2.      Pembentukan Kualitas Diri. Bahwa ketika seorang mukalaf membaca Alqur’an atau Hadits Nabi SAW, lalu dia memahami dan mentaatinya  sebatas indra pisik saja, maka capaiannya dekat atau rendah; artinya dia beraktivitas sebatas pelaksanaan tradisi keagamaan yang tidak sampai pada tingkat esensinya. Jika seorang mukalaf memahami dan mentaati apa yang dituntut keduanya, sampai disertai dengan niat yang tulus di dalam hatinya dan dimaksudkan hanya untuk beribadat kepada Allah dengan mencontoh Rasul-Nya, maka  capaiannya adalah taqwa / menengah. Jika seorang mukalaf,  memahami dan mentaati apa yang dituntut keduanya,  disertai niat karena Allah dan keyakinan yang kokoh dalam nuraninya, sampai diperoleh atsar dalam kehidupan sehari-harinya yang berwujud amal saleh dan akhlak karimah, sehingga ia menyandang istiqamah dalam keimanan dan ketaatan, maka capaiannya adalah akan terpenuhinya harapan pertemuan dengan Dzat Allah SWT. Capaian yang terakhir ini, merupakan puncaknya prestasi spiritual seseorang beragama secara individual, sebagaimana yang Rasul Allah alami ketika perjalanan isra-mi’raj-nya.
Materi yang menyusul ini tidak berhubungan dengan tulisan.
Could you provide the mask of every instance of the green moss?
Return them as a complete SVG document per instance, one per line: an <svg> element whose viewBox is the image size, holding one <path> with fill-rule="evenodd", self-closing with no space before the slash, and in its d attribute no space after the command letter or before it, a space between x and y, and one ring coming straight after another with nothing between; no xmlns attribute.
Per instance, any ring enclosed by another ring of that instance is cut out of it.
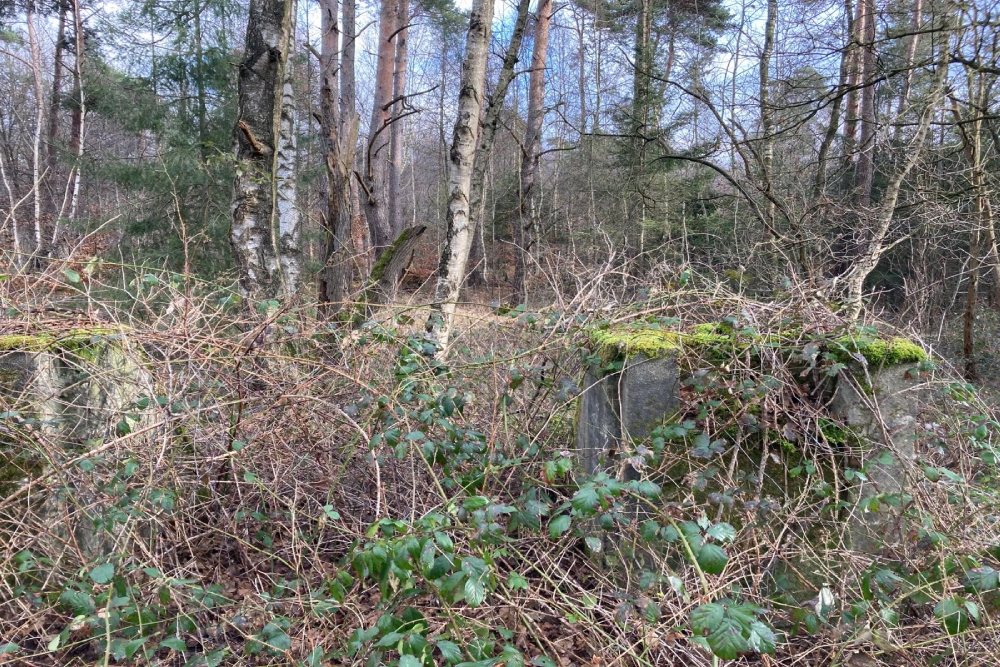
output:
<svg viewBox="0 0 1000 667"><path fill-rule="evenodd" d="M689 331L671 331L647 323L631 323L607 329L591 329L589 337L595 350L605 358L642 355L650 358L677 354L685 349L708 352L719 357L760 346L800 350L804 344L796 332L746 333L735 331L721 322L698 324ZM820 341L816 341L819 343ZM875 335L849 335L822 343L838 361L850 363L856 355L872 366L895 366L919 363L929 359L926 350L901 337L880 338Z"/></svg>
<svg viewBox="0 0 1000 667"><path fill-rule="evenodd" d="M847 443L847 430L831 419L820 417L819 430L831 445L844 445Z"/></svg>
<svg viewBox="0 0 1000 667"><path fill-rule="evenodd" d="M594 329L590 332L590 340L604 356L642 355L652 359L675 354L686 347L707 348L733 342L732 336L714 331L686 333L632 326Z"/></svg>
<svg viewBox="0 0 1000 667"><path fill-rule="evenodd" d="M94 327L70 329L58 335L51 333L7 334L0 336L0 352L71 352L87 361L96 361L103 341L101 338L121 333L120 329Z"/></svg>
<svg viewBox="0 0 1000 667"><path fill-rule="evenodd" d="M906 338L875 338L872 336L841 336L833 341L831 352L842 362L854 360L860 354L872 366L915 364L929 359L927 351Z"/></svg>

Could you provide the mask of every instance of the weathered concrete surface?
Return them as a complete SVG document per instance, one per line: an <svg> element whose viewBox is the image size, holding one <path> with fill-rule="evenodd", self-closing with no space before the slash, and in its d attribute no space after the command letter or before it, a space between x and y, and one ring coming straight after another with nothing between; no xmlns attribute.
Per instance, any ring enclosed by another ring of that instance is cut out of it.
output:
<svg viewBox="0 0 1000 667"><path fill-rule="evenodd" d="M121 334L106 332L62 340L9 336L0 343L0 499L56 472L44 493L28 494L24 511L82 554L102 554L110 536L95 529L95 498L75 489L63 474L73 467L64 464L115 437L124 415L137 413L134 401L151 390L141 355L127 349Z"/></svg>
<svg viewBox="0 0 1000 667"><path fill-rule="evenodd" d="M636 355L620 372L602 378L588 372L584 386L577 425L583 469L592 474L621 468L625 479L637 479L635 467L617 457L676 412L680 405L676 360Z"/></svg>
<svg viewBox="0 0 1000 667"><path fill-rule="evenodd" d="M584 392L580 397L580 412L576 428L576 449L580 466L587 474L604 469L608 453L618 447L621 426L618 403L618 374L597 378L588 372L584 377Z"/></svg>
<svg viewBox="0 0 1000 667"><path fill-rule="evenodd" d="M831 413L859 440L851 443L860 449L852 452L854 467L865 471L865 479L850 488L847 537L852 549L878 553L898 546L905 531L896 507L883 499L872 509L870 500L913 486L908 472L919 455L917 415L929 389L915 377L912 365L880 368L867 376L857 370L852 377L841 378L830 404ZM857 383L863 383L860 390Z"/></svg>
<svg viewBox="0 0 1000 667"><path fill-rule="evenodd" d="M632 440L642 440L680 406L677 360L673 356L636 356L629 359L621 375L622 432Z"/></svg>

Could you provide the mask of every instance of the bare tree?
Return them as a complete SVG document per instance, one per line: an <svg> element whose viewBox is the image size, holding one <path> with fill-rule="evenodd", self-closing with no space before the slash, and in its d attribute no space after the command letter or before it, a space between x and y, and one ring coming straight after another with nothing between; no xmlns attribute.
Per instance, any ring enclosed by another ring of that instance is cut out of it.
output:
<svg viewBox="0 0 1000 667"><path fill-rule="evenodd" d="M445 244L438 268L437 288L427 332L444 353L465 279L472 245L469 191L479 140L479 114L483 107L486 56L493 25L493 0L473 0L465 40L458 113L448 153L448 213Z"/></svg>
<svg viewBox="0 0 1000 667"><path fill-rule="evenodd" d="M552 24L552 0L539 0L535 20L534 45L531 50L531 74L528 83L528 119L521 156L521 194L518 220L514 223L514 303L527 300L526 280L532 236L538 226L540 188L539 159L542 145L542 121L545 117L545 61L549 50L549 26Z"/></svg>
<svg viewBox="0 0 1000 667"><path fill-rule="evenodd" d="M516 74L514 68L520 59L521 44L524 41L524 27L528 23L530 4L530 0L519 0L517 3L517 18L514 20L514 29L511 32L510 42L507 43L507 50L504 52L496 87L489 97L486 113L483 117L479 148L476 150L476 161L472 171L470 195L471 224L475 231L469 255L469 262L472 265L469 271L469 286L483 285L486 282L486 243L483 240L483 218L486 214L486 167L489 163L490 152L493 150L493 143L496 140L497 128L500 125L500 113L503 111L504 101L507 99L507 90Z"/></svg>
<svg viewBox="0 0 1000 667"><path fill-rule="evenodd" d="M341 35L338 0L321 0L320 124L326 143L326 206L323 215L324 262L319 278L319 301L326 315L344 304L351 284L351 174L358 138L358 116L341 106L340 43L354 40ZM346 7L345 7L346 13ZM353 64L352 64L353 69ZM346 96L346 94L345 94ZM346 116L346 117L344 117Z"/></svg>

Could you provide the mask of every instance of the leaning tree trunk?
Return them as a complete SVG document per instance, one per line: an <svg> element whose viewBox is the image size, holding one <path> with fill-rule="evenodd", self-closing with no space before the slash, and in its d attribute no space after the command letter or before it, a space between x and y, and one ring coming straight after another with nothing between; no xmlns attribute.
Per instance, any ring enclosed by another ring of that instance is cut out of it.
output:
<svg viewBox="0 0 1000 667"><path fill-rule="evenodd" d="M469 190L479 140L479 114L483 106L486 56L492 24L493 0L473 0L462 63L458 113L448 154L447 231L434 303L427 319L427 332L442 353L448 348L458 295L469 261L469 246L472 244Z"/></svg>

3.      Pembentukan Jama’ah / Umat. Bahwa karena manusia itu ditetapkan Allah SWT sebagai makhluk social/ berkolektif, maka tugas hidupnya belum selesai sebelum dia berkiprah melakukan kegiatan dakwah amar makruf dan nahyi munkar, bergaul dan memberikan pertolongan terhadap sesamanya yang membutuhkan pertolongan; meringankan beban saudaranya yang sedang memikul beban berat kehidupan, dan amal kebaikan social lainnya. Rasul Allah SAW diutus untuk memberikan teladan, sebagaimana Rasul SAW tunjukkan ketika sampai ke puncak mi’raj-nya, dia turun lagi ke bumi   untuk menyampaikan ajaran yang diperintahkan Allah kepadanya, seperti seruan Nabi SAW dalam masalah ibadat :  shallu kama raaitumuni ushalli !, ataukhudzu ‘anni manasikakum ! Demikian juga dalam berkehidupan social, seperti : seruan musawah, toleran / tasamuh, persaudaraan / ukhuwah, musyawarah, takapul al-ijtima’, dll., yang berujung pada terciptanya kehidupan rahmatan li al-‘alamin, yang diwujudkannya dalam menata masyarakat Medinah al-Munawarah.  Dengan demikian, maka selesailah tugas kerasulan yang berimplikasi pada terantarkannya kehidupan negara Madinah al-fadhilah ( kota yang utama ).

 

  1. Gambar alur fikir  Strukturisasi Normatif  dalam  pemahaman dan amaliah Islamiy:

 

Allah SWT

 

Cita-cita/

Tujuan

Subjek                       Pasangan                     Objek

Keseimbangan

 

Penjelasan Gambar.

1.      Setiap ayat Alqur’an bisa dibangun relasi seperti  gambar di atas. Garis segi tiga merupakan jalur pikiran tentang syari’at, di samping penunjukkan bahwa subjek dan objek itu ada / datang berrelasi karena diciptakan Sang Khalik ( Allah SWT), sebagai wujud hukum azwâj ( berpasangan ). Tanda panah dari atas menunjukkan adanya anugrah Allah yang akan diberikan kepada orang yang menjalankan syari’at, berupa amal saleh yang mengandung cita-cita / tujuan yang  dalam satuan ayat itu; sedangkan kedua tanda panah menyamping ke atas adalah harapan subjek dan objek terhadap anugrah Allah SWT tersebut sebagai puncaknya cita-cita.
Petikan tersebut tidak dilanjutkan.